Share

6. Patriarki

Author: Roro Halus
last update Last Updated: 2025-01-21 23:40:16

"Iya, Sayang! Yuk, kita langsung ke kamar saja!" ajak Lingga sambil merangkul pundak wanita yang melingkarkan tangannya di perut Lingga.

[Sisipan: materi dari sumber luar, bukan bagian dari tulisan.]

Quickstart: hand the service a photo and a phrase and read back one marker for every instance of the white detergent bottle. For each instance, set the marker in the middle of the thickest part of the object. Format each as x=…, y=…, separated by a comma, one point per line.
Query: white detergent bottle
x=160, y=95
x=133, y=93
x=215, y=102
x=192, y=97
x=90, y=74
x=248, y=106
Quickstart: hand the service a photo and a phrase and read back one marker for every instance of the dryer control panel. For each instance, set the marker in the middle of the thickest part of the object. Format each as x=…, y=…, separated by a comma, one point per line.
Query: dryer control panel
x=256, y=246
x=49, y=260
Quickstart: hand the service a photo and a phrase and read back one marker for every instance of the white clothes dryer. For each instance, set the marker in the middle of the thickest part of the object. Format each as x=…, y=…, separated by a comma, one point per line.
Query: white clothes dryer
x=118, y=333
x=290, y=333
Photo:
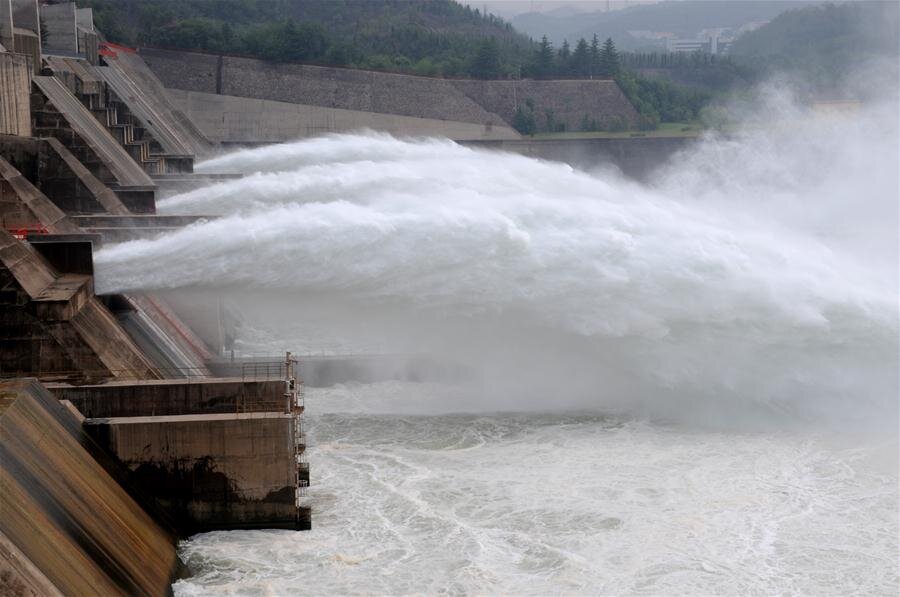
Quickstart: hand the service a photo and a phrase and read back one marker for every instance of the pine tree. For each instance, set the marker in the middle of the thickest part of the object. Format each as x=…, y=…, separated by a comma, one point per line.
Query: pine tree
x=581, y=59
x=486, y=63
x=543, y=59
x=609, y=59
x=595, y=56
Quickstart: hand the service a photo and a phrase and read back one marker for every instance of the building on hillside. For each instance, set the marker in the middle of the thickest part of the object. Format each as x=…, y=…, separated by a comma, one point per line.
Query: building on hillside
x=713, y=44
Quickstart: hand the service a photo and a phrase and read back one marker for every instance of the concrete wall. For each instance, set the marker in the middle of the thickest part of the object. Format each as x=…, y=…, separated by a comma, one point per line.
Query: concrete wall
x=211, y=471
x=636, y=157
x=568, y=101
x=26, y=15
x=171, y=397
x=59, y=25
x=348, y=89
x=59, y=175
x=54, y=327
x=15, y=92
x=229, y=119
x=369, y=92
x=66, y=525
x=6, y=24
x=23, y=206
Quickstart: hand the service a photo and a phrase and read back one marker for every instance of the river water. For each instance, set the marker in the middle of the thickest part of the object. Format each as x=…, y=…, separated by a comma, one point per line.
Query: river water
x=686, y=385
x=564, y=504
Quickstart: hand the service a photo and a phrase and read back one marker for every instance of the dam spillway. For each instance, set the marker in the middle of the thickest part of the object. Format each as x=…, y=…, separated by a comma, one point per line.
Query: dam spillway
x=633, y=332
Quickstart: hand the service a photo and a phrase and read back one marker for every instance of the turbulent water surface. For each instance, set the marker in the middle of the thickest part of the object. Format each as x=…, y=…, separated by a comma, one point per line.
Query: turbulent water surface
x=687, y=385
x=556, y=503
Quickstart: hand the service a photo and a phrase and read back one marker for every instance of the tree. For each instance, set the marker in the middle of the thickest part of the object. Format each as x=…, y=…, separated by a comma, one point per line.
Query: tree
x=609, y=59
x=595, y=56
x=543, y=59
x=565, y=55
x=524, y=121
x=486, y=63
x=581, y=59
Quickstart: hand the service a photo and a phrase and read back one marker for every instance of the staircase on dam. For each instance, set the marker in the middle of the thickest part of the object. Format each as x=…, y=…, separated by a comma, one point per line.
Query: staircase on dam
x=141, y=124
x=57, y=113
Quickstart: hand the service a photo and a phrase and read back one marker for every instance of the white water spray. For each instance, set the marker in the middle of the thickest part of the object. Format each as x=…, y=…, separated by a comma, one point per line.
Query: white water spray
x=739, y=284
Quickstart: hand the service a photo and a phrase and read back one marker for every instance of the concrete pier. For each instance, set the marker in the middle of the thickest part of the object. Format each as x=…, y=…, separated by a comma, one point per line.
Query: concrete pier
x=213, y=453
x=67, y=526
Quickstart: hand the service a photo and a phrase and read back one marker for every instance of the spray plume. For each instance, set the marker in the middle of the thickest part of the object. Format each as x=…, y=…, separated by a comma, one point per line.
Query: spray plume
x=756, y=274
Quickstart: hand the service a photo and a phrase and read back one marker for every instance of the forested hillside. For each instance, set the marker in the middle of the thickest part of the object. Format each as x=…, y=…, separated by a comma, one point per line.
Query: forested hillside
x=825, y=45
x=427, y=37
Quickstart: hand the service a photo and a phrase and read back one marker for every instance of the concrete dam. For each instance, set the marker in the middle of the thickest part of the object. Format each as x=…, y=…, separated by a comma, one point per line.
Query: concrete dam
x=128, y=422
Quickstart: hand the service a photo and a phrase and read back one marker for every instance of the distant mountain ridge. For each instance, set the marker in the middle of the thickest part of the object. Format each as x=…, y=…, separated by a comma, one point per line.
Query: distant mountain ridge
x=682, y=19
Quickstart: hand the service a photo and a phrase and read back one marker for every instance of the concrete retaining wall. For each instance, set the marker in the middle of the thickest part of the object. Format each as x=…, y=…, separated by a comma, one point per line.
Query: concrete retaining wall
x=67, y=526
x=348, y=89
x=59, y=175
x=636, y=157
x=568, y=102
x=370, y=93
x=229, y=119
x=211, y=471
x=170, y=397
x=6, y=24
x=15, y=92
x=59, y=24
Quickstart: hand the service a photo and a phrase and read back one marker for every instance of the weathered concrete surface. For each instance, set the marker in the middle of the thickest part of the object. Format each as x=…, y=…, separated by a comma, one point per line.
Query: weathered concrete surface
x=28, y=43
x=177, y=133
x=636, y=157
x=6, y=25
x=569, y=101
x=59, y=24
x=62, y=116
x=66, y=526
x=229, y=119
x=59, y=175
x=53, y=327
x=169, y=397
x=349, y=89
x=217, y=471
x=15, y=91
x=22, y=206
x=486, y=103
x=26, y=15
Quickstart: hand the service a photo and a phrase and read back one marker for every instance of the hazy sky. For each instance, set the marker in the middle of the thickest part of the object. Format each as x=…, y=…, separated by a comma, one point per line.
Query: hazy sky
x=511, y=8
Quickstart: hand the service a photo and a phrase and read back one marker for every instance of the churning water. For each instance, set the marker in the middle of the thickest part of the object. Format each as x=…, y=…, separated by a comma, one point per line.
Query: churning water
x=690, y=362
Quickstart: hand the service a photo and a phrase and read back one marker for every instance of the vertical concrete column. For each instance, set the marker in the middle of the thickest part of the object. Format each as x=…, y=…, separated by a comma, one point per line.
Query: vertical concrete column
x=15, y=89
x=26, y=15
x=6, y=25
x=59, y=23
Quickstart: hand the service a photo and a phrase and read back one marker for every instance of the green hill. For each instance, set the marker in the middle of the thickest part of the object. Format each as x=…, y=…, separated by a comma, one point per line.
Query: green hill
x=429, y=37
x=827, y=46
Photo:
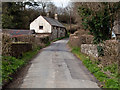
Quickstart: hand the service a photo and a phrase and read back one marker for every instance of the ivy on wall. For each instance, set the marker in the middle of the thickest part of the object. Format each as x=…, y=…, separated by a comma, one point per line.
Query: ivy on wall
x=99, y=21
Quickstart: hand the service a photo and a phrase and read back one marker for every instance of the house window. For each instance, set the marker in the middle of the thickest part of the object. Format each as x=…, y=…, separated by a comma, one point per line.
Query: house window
x=40, y=27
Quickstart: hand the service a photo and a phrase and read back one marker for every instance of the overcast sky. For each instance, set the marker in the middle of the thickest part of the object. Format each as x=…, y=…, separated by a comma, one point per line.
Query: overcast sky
x=61, y=3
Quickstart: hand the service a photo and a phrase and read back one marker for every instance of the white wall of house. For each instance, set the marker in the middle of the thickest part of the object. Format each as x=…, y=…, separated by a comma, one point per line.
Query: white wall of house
x=38, y=23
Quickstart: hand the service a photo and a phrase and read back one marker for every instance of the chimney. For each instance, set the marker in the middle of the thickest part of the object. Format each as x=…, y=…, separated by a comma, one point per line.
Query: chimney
x=48, y=14
x=56, y=16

Naya hanya bisa terpaku, menatap kepergian suaminya dengan dada yang mendidih, "Kamu sengaja melakukannya, kan Mas? Seolah memberikan aku harapan agar aku semakin jatuh dan semakin tersakiti! Kamu menang lagi, aku yang terseret ke dalam nerakamu!"

Naya limbung, menabrak tembok dan berpegangan agar tidak jatuh!

Tak lama seorang wanita paruh baya tergopoh menghampiri Naya, "Selamat datang, Nyonya! Perkenalkan saya mbok Nem, mari saya antar ke kamar Anda, Nyonya!" ucapnya.

"Jangan panggil saya, Nyonya, Mbok!" jawab Naya sambil tangan mbok Nem, "Bantu saya, saya masih sedikit pusing, Mbok!"

"Baik, Nyo—"

"Naya, panggil saja Naya, Mbok!" potong Naya.

"Iya, Bu! Saya tidak berani memanggil nama saja, Bu Naya adalah istri dari Tuan saya!" jawab Mbok Nem memapah Naya ke kamarnya.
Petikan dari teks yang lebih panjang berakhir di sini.